Browse all

Hedi Slimane's teen knights of Celine's FW21 show

Dark Academia meets 90s emo-punks

Hedi Slimane's teen knights of Celine's FW21 show Dark Academia meets 90s emo-punks

After the sunstroke of this summer's hyper decorated and psychedelic SS21 collection, as well as eager to encapsulate the elusive spirit of Tik Tok's e-boys, Hedi Slimane (almost) returned to form with Teen Knight Poem, Celine's show for the FW21 men's collection. With a video set between the spectacular spires and balconies of the Renaissance-era Château de Chambord, the largest of the Loire castles, Celine's show evoked a mood halfway between Dark Academia and the 90s emo, exploring the youthful aesthetic across time and through the lens of student clothing both in its more classic and traditional inflexions than in the more anarchic ones. Only at the end of the show, it's understood who is the "teen knight" to whom Slimane has dedicated the show when in the light of the torches the balaclavas with metal details of the collection sparkle like chainmail. Slimane was never political, on the contrary, but the martial drums that were the background to the parade, the knights with banners and the final procession with torches and balaclavas seem to evoke the myth of youth protests and create a parallel with that of the ancient chivalric orders. 
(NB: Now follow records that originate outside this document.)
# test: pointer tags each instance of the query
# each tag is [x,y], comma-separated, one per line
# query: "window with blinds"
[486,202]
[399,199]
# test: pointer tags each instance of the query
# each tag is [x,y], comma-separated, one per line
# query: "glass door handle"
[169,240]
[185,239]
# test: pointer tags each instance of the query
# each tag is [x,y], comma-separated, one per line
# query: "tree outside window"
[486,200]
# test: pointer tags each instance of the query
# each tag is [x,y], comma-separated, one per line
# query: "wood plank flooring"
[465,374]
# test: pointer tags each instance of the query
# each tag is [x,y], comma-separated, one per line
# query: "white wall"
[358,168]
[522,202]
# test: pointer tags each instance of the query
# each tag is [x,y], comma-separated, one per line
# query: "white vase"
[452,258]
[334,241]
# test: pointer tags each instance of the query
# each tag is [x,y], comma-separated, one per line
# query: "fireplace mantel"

Although the collection is markedly modern, with plenty of puffer jackets, hoodies and sneakers, the fascination for the past and the Renaissance remain, so much so that the most bizarre accessory to make an appearance from the first look is a sixteenth-century doublet, coupled with a long hooded cape that looks like an academic toga. The historical suggestion, however, remains only a sort of ideal escape point, towards which an eclectic perspective is oriented that mixes Slimane's various suggestions with great balance – resulting in a perfectly calibrated collection. The first three men's collections of Celine designed by Slimane (who introduced menswear to the brand) had in fact focused on the past and nostalgia, while this summer's SS21 collection had abruptly changed course, heading towards a much more youthful territory and ending up appearing a little out of place. The balance that this collection has achieved between tradition and experimentalism is admirable and is able to bring together both the fans of the most classic Slimane and the most youthful audience and linked to the world of cubital logos and pop-punk suggestions. 
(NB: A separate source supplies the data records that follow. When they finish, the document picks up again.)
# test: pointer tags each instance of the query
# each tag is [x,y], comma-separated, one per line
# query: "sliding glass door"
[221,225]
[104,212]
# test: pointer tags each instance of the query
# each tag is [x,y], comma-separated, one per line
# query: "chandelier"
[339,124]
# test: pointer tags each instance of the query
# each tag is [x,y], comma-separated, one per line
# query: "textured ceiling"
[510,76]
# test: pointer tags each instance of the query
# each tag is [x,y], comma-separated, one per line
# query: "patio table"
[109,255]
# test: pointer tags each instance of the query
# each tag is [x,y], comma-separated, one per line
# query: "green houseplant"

In all this, Slimane remains Slimane, so his collection remains predictable in the sense that he continues to re-think the same tailoring designs and silhouettes, leather jackets, Cuban-heeled boots to which we have long been accustomed. The intrinsic value of the collection, however, close in a certain sense to that of the new tailoring that Virgil Abloh has proposed at Louis Vuitton and Off-White, is to want to reunite the opposite worlds of tailoring suit and logo hoodie, biker jacket and a puffer jacket, ankle boot and sneaker, white and starched collars and chrome chains around the neck. A balance that is achieved both by limiting the exuberance of frills and colours (we are still trying to metabolize that sweater with the clown face and colourful windbreakers seen in the summer) and by bringing back to the centre a maniacally curated product (the coat of the final look was created in 1300 hours of work by 23 embroiderers) while the show and drama remain entrusted to styling, which transforms strict suits into punk uniforms using only layering and make-up, and reveals intricate decorative patterns on the most classic and unsuspected garments.